12. Galaxy Of Terror (1981)
When Alien was released in 1979, it revitalized the genre of science-fiction horror. But in 1981, New World unleashed Galaxy Of Terror—and the genre is still trying to recuperate. Swiping Alien’s gritty, claustrophobic set design and space-creature-slasher idea—but none of its atmosphere or invention—Galaxy Of Terror stars the unlikely crew of Eddie Albert, Ray Walston, Robert Englund, and Erin Moran (who was still playing the fresh-faced Joanie Cunningham on Happy Days) as mere hamburger in a deep-space abattoir. The whole film is a blatant, clumsy, yet undeniably endearing rip-off that lets fly all the gore Alien so masterfully parceled out: In Galaxy’s most infamously repulsive scene, Taaffe O’Connell is raped to death by an extraterrestrial worm.
13. Hercules (1983)
Fresh off his long run as TV’s Incredible Hulk, Lou Ferrigno threw in his lot with an Italian production that brought the ancient hero Hercules to the big screen in 1983. It couldn’t have been a coincidence that Hercules arrived on the heels of the 1981 hit Clash Of The Titans, whose central character just so happens to be Hercules’ half-brother, Perseus. From the soft-focus majesty to the anachronistically mechanical critters, the whole film plays like a low-budget version of Clash—which, granted, looks cheap anyway. But without Clash’s stellar cast and Ray Harryhausen’s effects, Hercules is just plain puny. And the stilted, ridiculous, dubbed-in voice given to Ferrigno didn’t help, either.

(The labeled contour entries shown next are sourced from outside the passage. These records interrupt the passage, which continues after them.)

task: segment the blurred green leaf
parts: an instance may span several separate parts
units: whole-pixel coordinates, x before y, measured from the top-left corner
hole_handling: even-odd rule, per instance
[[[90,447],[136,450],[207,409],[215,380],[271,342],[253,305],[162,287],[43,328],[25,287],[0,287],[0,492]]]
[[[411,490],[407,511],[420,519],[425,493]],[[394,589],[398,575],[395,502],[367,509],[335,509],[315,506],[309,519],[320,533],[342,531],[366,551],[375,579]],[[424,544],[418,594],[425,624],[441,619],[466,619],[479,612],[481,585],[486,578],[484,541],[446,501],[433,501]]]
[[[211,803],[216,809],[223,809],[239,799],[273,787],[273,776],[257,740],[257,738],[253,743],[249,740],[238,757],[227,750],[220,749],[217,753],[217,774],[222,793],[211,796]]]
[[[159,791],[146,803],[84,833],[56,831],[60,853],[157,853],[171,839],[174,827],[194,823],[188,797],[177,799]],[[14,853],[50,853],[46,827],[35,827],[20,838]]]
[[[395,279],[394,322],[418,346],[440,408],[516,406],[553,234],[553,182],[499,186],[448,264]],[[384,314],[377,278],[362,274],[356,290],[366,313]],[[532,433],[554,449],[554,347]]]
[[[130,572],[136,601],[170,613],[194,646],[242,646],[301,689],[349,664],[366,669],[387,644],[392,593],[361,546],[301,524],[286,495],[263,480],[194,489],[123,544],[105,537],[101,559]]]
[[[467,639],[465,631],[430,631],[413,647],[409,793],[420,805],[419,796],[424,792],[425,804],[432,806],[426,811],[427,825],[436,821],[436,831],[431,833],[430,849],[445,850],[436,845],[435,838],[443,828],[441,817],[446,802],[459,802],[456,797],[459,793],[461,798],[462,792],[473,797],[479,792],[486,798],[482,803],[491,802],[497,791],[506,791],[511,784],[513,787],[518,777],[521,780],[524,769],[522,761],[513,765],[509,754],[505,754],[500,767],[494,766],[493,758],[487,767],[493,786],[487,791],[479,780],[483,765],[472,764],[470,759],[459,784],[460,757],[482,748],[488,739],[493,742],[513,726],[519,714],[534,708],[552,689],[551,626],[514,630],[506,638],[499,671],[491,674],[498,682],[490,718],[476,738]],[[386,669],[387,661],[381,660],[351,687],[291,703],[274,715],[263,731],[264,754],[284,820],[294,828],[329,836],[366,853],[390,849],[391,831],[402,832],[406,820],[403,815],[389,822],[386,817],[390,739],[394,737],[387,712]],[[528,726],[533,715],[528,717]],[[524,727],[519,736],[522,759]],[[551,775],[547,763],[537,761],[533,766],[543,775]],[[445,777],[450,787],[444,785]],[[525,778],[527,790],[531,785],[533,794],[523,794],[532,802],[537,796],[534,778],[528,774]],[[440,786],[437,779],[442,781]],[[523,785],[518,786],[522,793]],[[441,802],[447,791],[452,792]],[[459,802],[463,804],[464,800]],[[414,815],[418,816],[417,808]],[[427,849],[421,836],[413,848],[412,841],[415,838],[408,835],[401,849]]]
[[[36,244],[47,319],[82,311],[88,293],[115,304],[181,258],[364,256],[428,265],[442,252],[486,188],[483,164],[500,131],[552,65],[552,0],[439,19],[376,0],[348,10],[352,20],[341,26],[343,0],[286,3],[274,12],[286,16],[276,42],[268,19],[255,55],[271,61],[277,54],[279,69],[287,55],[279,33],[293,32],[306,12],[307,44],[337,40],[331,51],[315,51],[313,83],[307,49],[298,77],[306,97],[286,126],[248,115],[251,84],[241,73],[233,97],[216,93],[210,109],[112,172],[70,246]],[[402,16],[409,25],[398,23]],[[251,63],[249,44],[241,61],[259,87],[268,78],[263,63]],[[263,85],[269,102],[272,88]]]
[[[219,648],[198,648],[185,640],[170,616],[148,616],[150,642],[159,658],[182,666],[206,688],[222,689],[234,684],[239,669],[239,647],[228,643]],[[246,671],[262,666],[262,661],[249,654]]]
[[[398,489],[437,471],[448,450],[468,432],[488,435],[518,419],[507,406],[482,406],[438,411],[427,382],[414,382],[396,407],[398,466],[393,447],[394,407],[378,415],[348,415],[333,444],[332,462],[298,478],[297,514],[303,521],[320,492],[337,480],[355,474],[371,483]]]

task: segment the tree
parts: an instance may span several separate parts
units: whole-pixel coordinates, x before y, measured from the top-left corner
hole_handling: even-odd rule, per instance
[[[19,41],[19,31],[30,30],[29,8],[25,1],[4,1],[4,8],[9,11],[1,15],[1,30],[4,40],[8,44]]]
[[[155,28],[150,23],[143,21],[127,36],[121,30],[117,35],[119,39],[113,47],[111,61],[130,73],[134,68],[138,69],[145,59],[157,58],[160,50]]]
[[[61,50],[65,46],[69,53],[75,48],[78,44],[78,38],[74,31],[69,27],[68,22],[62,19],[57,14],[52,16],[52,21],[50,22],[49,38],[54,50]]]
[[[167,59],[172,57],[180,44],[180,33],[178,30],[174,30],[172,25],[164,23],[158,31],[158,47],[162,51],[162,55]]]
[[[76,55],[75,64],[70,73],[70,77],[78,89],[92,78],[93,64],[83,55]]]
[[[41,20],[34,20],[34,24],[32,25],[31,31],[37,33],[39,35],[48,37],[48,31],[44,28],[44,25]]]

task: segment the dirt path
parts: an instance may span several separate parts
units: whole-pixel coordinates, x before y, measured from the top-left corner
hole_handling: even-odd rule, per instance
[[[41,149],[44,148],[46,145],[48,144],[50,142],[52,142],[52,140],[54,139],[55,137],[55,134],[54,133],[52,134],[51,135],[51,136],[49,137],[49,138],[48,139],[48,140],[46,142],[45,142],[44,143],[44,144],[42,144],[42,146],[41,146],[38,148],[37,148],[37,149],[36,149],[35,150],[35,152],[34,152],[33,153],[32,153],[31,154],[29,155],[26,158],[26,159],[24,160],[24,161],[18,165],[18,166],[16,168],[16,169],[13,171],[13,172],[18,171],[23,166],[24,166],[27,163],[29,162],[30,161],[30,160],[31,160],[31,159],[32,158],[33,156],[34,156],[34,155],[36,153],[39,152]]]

14-plus. Everything made by The Asylum
Reading a list of the titles offered by “mockbuster” production company The Asylum means perusing a funhouse mirror of the cinematic zeitgeist. Transformers: Rise Of The Fallen = Transmorphers: Fall Of Man. High School Musical = Sunday School Musical. Alien Vs. Predator = Alien Vs. Hunter. The list goes on: Snakes On A Train, 2012: Doomsday, The 18-Year-Old Virgin, The Da Vinci Treasure, Paranormal Entity, The Terminators, and more. The Asylum, which also made last year’s meme-tastic Mega Shark Versus Giant Octopus, creates straight-to-DVD films based on distributor requests, cranking out cut-rate schlock in four months with shoots that last less than two weeks, according to Wired. None of it aspires to be great art, though the bald cash-ins sometimes have their own charms. Sure, the Sherlock Holmes that stars Robert Downey Jr. has high production values, but The Asylum’s has dinosaurs, giant squid, and a dragon attacking London. Advantage: Asylum.